Looks like it’s fairly similar to Autodesk’s free Design Review, actually. 

 
Tekla’s BIMSight: So easy, even an architect could use it!

The idea, of course, whenever you’re downloading free software from a company that makes its money selling software, is to get you hooked. “Hey, this company’s software does some pretty awesome stuff even when it’s free,” you’re thinking. “The heavy-duty stuff probably rocks.” How many people have bought Adobe products because the reader is just ubiquitous and they can’t think of any other company?

But this is also a great sign for the market. Nobody bothers to offer free software into a stagnant market. Nobody bothers to offer free software into a market where there’s no competition. Companies like Tekla and Autodesk are looking to expand 3D imaging and BIM out into the mainstream and this is definitely the way to go about it.

Best of all, though, is that Tekla’s new free product isn’t just free, but is apparently making people weak in the knees. Did you read those quotes in Tom Sawyer’s story?

“I love BIMSight! It’s an incredible tool as it sits and is only going to get better,” wrote Gino Cecchetto, manager of BIM Services at Blach Construction, Santa Clara, Calif., responding to an e-mailed request for comment. “What really has me smitten is that it has completely broken down the collaboration barriers between us and our construction team members, and at no cost!” 

Gino’s giddier than a school girl who’s just seen Justin Bieber. We’re talking two exclamation points here. And the use of the word “smitten.” 

And I love the way Tekla is bringing mass-market thinking to BIM. In that video, they implore, “test it out with your kids!” Because that’s what software is supposed to be: easy. The quote from Andy Dickey in Tom Sawyer’s piece is so right on the money it’s like it came out of my own head:

“We’re not demonstrating Tekla BIMSight. Just download it and use it,” says Andy Dickey, Tekla’s U.S. construction segment’s business manager … “There are no training classes,” he adds. “If we have to do that, we haven’t done it right.” 

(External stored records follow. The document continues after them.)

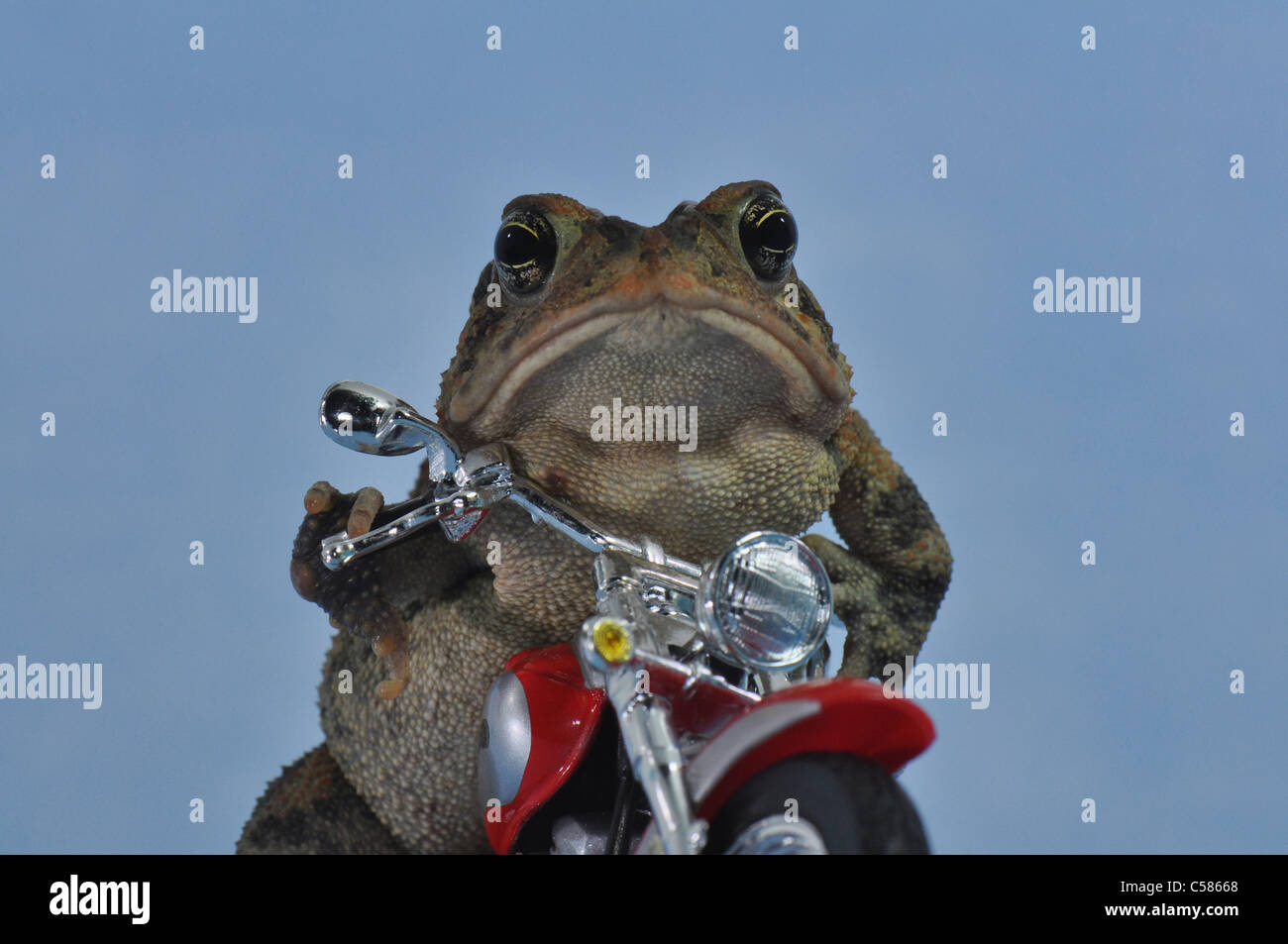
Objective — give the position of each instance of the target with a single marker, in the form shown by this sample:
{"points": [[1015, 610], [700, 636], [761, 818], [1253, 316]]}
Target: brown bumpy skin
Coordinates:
{"points": [[657, 316]]}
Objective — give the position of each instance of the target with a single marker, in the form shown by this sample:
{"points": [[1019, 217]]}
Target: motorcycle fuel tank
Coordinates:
{"points": [[539, 721]]}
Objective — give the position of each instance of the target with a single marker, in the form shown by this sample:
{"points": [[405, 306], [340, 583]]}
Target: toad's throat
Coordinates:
{"points": [[606, 351]]}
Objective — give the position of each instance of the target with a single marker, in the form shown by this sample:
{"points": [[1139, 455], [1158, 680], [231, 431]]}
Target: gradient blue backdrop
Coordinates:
{"points": [[1108, 682]]}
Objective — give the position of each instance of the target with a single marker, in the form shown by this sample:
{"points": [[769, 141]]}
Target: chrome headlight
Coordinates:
{"points": [[767, 601]]}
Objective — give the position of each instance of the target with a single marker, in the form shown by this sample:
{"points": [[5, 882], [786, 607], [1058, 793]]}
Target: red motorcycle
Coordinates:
{"points": [[690, 713]]}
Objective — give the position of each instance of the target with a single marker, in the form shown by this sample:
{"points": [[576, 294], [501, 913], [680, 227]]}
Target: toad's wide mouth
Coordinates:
{"points": [[799, 355]]}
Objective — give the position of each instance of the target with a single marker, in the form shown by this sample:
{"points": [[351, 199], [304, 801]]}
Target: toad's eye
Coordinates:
{"points": [[768, 235], [524, 252]]}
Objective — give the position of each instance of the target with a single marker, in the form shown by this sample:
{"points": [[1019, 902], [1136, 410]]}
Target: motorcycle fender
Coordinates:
{"points": [[836, 716], [537, 725]]}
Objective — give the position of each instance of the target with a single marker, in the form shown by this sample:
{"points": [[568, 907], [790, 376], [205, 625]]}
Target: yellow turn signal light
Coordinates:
{"points": [[612, 640]]}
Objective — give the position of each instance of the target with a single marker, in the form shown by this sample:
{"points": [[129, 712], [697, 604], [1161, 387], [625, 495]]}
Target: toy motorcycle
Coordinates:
{"points": [[690, 712]]}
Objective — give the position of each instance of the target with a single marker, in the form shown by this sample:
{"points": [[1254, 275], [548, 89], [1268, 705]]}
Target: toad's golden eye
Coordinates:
{"points": [[524, 252], [768, 235]]}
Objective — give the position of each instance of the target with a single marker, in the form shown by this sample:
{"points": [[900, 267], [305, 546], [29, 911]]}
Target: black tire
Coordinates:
{"points": [[853, 803]]}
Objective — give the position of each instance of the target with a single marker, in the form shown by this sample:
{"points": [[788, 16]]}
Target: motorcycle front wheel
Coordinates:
{"points": [[818, 803]]}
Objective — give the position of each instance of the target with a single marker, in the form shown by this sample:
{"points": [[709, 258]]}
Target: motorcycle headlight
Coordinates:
{"points": [[767, 601]]}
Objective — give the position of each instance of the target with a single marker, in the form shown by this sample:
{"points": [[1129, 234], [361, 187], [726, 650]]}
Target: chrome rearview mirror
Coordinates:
{"points": [[366, 419]]}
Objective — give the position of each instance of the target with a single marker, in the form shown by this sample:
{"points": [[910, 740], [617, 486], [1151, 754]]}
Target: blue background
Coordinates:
{"points": [[1108, 682]]}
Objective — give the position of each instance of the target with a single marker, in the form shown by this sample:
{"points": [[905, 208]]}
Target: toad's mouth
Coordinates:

Yes. Yes. Yes. That’s how you think about software. Download it and use it. Figure it out. If you can’t figure it out, quit your job. 

BIM’s the new buzzword. BIM’s hot. That means people are going to be poking their noses into it. If the first tools they find for interacting with BIM are confusing and annoying, that’s how they’ll label the whole concept. 

“Yeah, BIM. I looked into it. It’s a bunch of mumbo-jumbo that people use to confuse those of us who actually know what they’re talking about,” said the recently discouraged newcomer who likes to look like he always knows what he’s talking about. 

If that newcomer finds easy tools that make his job easier so he can spend more time on the golf course (er, I mean with his kids)? Then you’ve got yourself an evangelist. 

I think we’ll start seeing the evangelists lining up pretty soon.

(Edit March 1: Speaking for free downloads, how about a free SDK for interacting with the Kinect? Might that be useful? Well, SoftKinetic has you covered, beating Microsoft to their own punch.)